The Fishing Trip wins a short story contest much to my surprise and joy. It’s a university litterature magazine in Oslo "Filologen" that all of a sudden decides that this is in fact a short story and not a long poem like I always thought it was. The text is without full stops. What breaks up the text in stead of full stops is the sound-like word click, like the sound of a camera taking a picture or of the phone being disconnected. At the (dare I say) performance in Copenhagen we changed the slides with each click and in that way the sound of the slides changing actively was part of the reading. I was into that kind of thing, long expressive flows of text. Full stops was like death. I wanted movement above all.

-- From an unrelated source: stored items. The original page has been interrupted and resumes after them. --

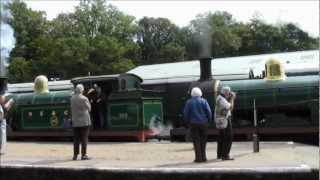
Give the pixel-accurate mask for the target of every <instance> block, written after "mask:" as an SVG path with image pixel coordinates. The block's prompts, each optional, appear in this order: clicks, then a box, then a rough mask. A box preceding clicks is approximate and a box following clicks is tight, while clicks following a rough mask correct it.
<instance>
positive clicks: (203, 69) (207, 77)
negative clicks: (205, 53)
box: [199, 57, 212, 81]
mask: <svg viewBox="0 0 320 180" xmlns="http://www.w3.org/2000/svg"><path fill="white" fill-rule="evenodd" d="M211 59H212V58H211V57H203V58H200V59H199V61H200V79H199V81H206V80H212V72H211Z"/></svg>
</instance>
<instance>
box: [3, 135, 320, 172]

Staying in Norway for another year I had the chance to read The Fishing Trip at a real theater. During my study in Bø in Telemarken the class went off to Porsgrunn on a two-week seminar on drama to work on texts with actors at the Grenland Friteater. Theres was not many students specifically interested in drama as such and we were only a small group that stayed there through the whole seminar. What a pity. This is way beyond genres and a specific interest in drama is not the point. We imagined drama as classical drama and some didn’t see the point which I think was the great chance to let go of the text and let it out in a room with more dimensions than that of the page. Of course this is a loss of control for the writer, the estetics that you’ve decided on is no longer in your hands and weird things happen. That’s a great and exciting and maybe even scary trip for a writer, into the open space. But its recommended. I learned a lot from working with the actors and it’s tools I can put in my suitcase and bring along with me on future travels.

Tekst publiceret i teatertidsskrifet The Open Page no 7/March 2002.